In a permanent injunction issued Tuesday, a federal judge found that Illinois prison inmates face an ongoing, serious risk of harm because of inadequate mental health care.
Judge Michael Mihm gave the Department of Corrections 14 days to submit a plan to address what he called “systemic and gross deficiencies in staffing” that denies more than 12,000 mentally ill inmates adequate treatment and care. The ruling was handed down by the U.S. District Court for the Central District of Illinois in Peoria. […]
“A civilized society cares for the helpless. The IDOC has shirked this responsibility year after year. They should be ashamed,” [Harold Hirshman, one of the attorneys for inmates] added. […]
On the issue of segregation, Mihm noted that over 80 percent of the 1,105 inmates held in their cells 22 to 23 hours a day are mentally ill. In his testimony, [Pablo Stewart,a court-appointed monitor] called the inmates in segregation “some of the sickest individuals psychiatrically that I’ve seen in my career, and I’ve worked with seriously mentally ill (people). And these people are just suffering immensely.”
The order is here.
Once the state responds, the inmates’ attorneys will have a chance to respond and then the judge could turn the whole thing over to a special receiver who would oversee the prison system’s mental health reforms.
We are disappointed by the court’s findings but remain committed to continuing to improve the quality of care for offenders on the mental health caseload.
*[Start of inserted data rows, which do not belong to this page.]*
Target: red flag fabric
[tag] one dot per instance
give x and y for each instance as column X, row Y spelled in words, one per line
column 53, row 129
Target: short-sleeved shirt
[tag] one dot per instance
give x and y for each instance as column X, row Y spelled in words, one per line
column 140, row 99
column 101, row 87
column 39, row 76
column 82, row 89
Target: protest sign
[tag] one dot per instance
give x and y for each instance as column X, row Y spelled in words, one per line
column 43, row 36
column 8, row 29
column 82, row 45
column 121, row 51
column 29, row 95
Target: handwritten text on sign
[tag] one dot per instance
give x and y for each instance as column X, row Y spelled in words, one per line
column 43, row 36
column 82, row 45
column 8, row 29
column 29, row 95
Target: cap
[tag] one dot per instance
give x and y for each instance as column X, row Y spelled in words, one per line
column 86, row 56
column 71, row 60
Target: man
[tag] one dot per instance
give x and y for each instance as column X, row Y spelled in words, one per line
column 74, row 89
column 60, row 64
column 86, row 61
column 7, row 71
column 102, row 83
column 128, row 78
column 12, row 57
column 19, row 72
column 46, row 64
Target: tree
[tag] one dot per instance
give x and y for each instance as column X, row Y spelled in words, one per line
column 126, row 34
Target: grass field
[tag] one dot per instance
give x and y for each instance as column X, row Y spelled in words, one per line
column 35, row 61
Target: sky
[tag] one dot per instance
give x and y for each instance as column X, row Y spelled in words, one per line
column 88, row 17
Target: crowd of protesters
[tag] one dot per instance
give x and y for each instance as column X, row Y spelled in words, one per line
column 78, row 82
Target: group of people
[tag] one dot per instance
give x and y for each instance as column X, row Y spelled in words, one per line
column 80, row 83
It’s important to point out that the court noted IDOC’s serious efforts to improve the care for offenders with mental illness and outlined several accomplishments, including:
· The Department has implemented policies and procedures to improve mental health services.
· The Department has invested more than $45 million to build new facilities and rehabilitate existing facilities to provide mental health services to offenders.
· Plans are in place to construct a $150 million mental health and general medicine hospital for seriously mentally ill offenders.
In addition to these considerable improvements, other steps have been made to improve outcomes:
· The Department has reduced segregation time by 47.5% since 2015 and has drastically increased out of cell time for offenders who are housed in segregation.
· The Department has invested thousands of hours providing critical training for staff, which equips them with the knowledge and skills to safely defuse situations and meet the unique needs of the mentally ill population.
· The Department created the position of Correctional Treatment Officer, which requires a bachelor’s degree in criminal justice, psychology, or social work. In the past year, the Department has hired dozens of Correctional Treatment Officers for Joliet and Elgin Treatment Centers.
· The Department has implemented additional programming for offenders who are on the mental health caseload.
The Department acknowledges its need for additional mental health professionals, and has been laser focused on recruiting new staff. We have dramatically increased our presence at hiring events throughout the state. In addition, we are expanding our partnerships with Southern Illinois University and the University of Illinois.
…Adding… Keep in mind here that this lawsuit was filed eleven years ago. It’s been a problem for a very long time.